Wednesday, 8 September 2010
Partnership for Girls’ Education and Gender Equality
For two days, partners from United Nations Children’s Fund (UNICEF), The Forum for African Educationalists’ (FAWE) Regional Secretariat, FAWE National Chapters and government partners gathered at the Silver Spring Hotel to discuss the issue of Girls’ Education and Gender Equality within the United Nations Girls’ Education Initiative’ (UNGEI) vision.
UNGEI is an inter-agency initiative (launched in 2000 in Dakar), whose goal is to improve the quality and availability of girls’ education in support of the gender-related Education for All (EFA) goals and Millennium Development Goals (MDGs). It focuses on narrowing the gender gap in primary and secondary education, ensuring that by 2015, all children- girls and boys alike- will be able to complete a full course of primary schooling and have equal access to all levels of education.
FAWE is a pan-African non-governmental organization founded in 1992 by African women. The organization’s members include: Ministers of Education, University Vice-Chancellors, education policy-makers, researchers, gender specialists and human rights activists. FAWE’s mission is to promote gender equity and educational equality in Africa by fostering positive policies, practices and attitudes towards girls' education.
UNGEI, as well as FAWE, operate through advocacy and awareness raising, building partnerships, communication and knowledge networking. This explains their strong partnership on the UNGEI platform. The UNGEI /FAWE partnership seeks to prevent a duplication of efforts. Their combined actions have resulted in enhanced public awareness, as well as the development of gender sensitive policies and models for the transformation of girls' education which aim to achieve gender equity and equality in education across Africa.

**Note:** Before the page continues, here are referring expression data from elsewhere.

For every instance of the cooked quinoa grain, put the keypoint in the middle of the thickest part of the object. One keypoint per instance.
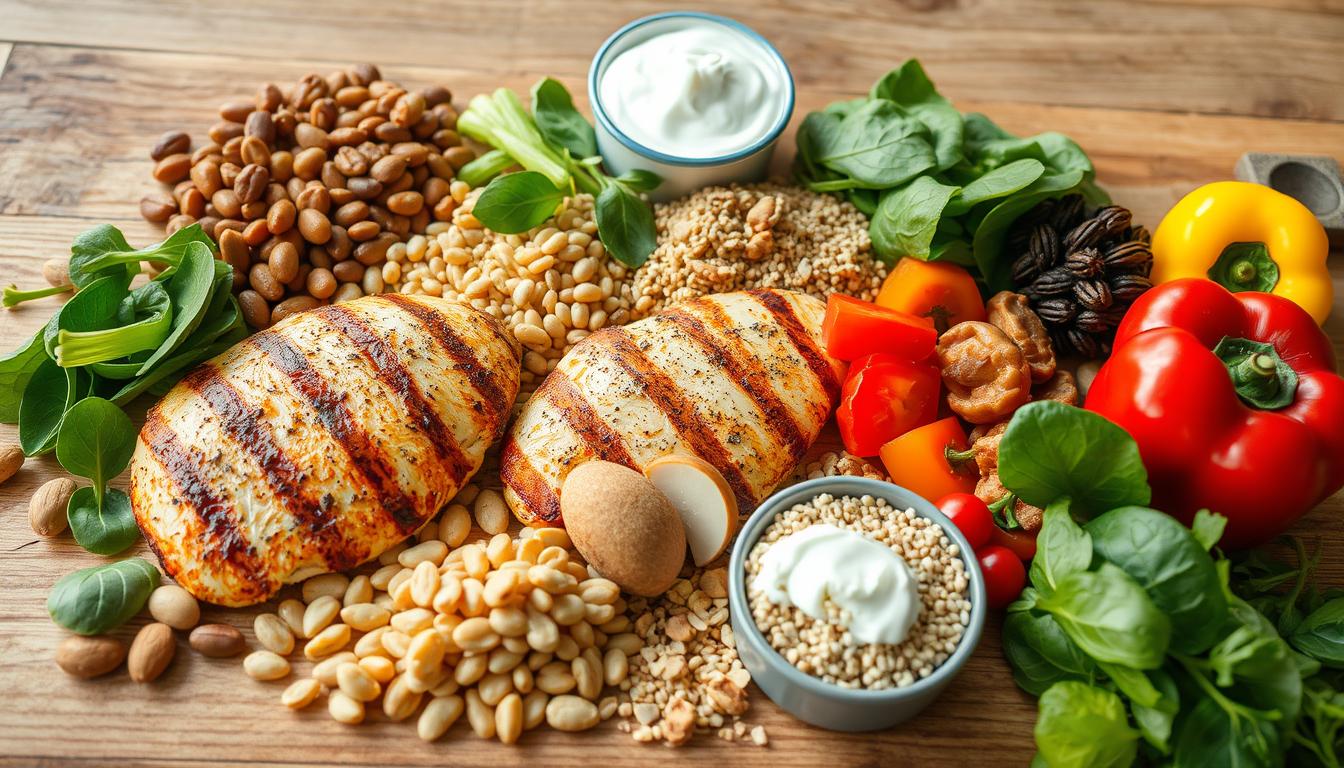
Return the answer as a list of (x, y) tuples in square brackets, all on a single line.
[(824, 648), (761, 236)]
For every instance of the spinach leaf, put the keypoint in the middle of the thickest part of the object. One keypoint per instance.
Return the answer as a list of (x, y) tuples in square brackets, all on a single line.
[(625, 225), (911, 89), (1062, 548), (907, 218), (190, 289), (1083, 725), (559, 123), (993, 229), (1171, 565), (1110, 618), (1051, 449), (518, 202), (16, 369), (1042, 654), (1321, 634), (876, 144), (1212, 736), (98, 599), (102, 527)]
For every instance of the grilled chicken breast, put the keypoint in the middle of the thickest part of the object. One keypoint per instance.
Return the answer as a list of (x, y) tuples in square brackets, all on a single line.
[(738, 379), (320, 443)]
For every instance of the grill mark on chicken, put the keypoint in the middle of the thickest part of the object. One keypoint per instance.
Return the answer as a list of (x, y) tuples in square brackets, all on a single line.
[(464, 358), (801, 339), (364, 455), (245, 427), (518, 474), (582, 418), (667, 396), (727, 353), (187, 470)]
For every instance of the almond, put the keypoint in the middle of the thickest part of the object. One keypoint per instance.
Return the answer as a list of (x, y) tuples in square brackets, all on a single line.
[(151, 653), (47, 509), (89, 657)]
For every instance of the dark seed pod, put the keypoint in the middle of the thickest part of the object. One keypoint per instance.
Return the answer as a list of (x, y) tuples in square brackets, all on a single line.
[(1082, 236), (1114, 219), (1055, 311), (1093, 293), (1125, 288), (1083, 262), (1055, 281)]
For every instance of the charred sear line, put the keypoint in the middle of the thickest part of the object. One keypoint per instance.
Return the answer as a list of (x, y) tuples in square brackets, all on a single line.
[(742, 366), (223, 541), (518, 474), (329, 406), (583, 420), (801, 339), (668, 397), (483, 378), (245, 427)]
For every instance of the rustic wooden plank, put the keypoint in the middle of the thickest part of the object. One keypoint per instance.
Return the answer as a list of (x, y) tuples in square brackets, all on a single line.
[(1270, 58)]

FAWE’s Regional Secretariat is a member of the UNGEI Global Advisory Committee (GAC) and is UNGEI ESARO’s (Eastern and Southern Africa Regional Office) regional partner, while several FAWE national chapters in ESAR are engaged in the UNGEI partnership at national level. FAWE has signed a second 2-year PCA with UNICEF-ESARO to implement FAWE’s Gender-Responsive Pedagogy approach in 5 ESARO countries. In addition to this, many FAWE chapters are members of the UNGEI taskforce at country level.
The main purpose of the workshop was to strengthen the UNGEI regional partnership in Eastern and Southern Africa. FAWE and UNICEF jointly organized the workshop to contribute to effective partnership for girls’ education and gender equality. The workshop provided a platform for knowledge-sharing and country-level planning by successful in-country UNGEI partnerships in the region where other national UNGEI networks could emulate in order to accelerate girls’ education at national level. The workshop brought together UNICEF/UNGEI Focal Points and FAWE National Chapter Coordinators from 11countries (Kenya, Ethiopia, Uganda, Zambia, Rwanda, Burundi, Namibia, Malawi, Tanzania, Somalia, Swaziland) with some Government partners.
After two days of presentations from different countries, exchanges of practices around the subject of Girls’ Education and Gender Equity in different environments, participants acquired increased knowledge of UNGEI’s objectives, activities and strategies for UNGEI Partnership.
They drafted action plans for girls’ education advocacy and communication for gender equality in education for their respective countries. They were able to discuss around strategies on effective engagement with respective counterparts at strategic moments to further the girls’ education agenda. They discussed the monitoring plan inspired by the UNGEI Monitoring Framework which is being developed to monitor outcomes of the partnership at national, regional and international levels.
In conclusion, the terms of the partnership UNGEI/UNICEF were redefined so that everyone would have the same understanding and some propositions were made to make it even better and more effective by avoiding repetitions. Best practice documents and practices were exchanged among participants.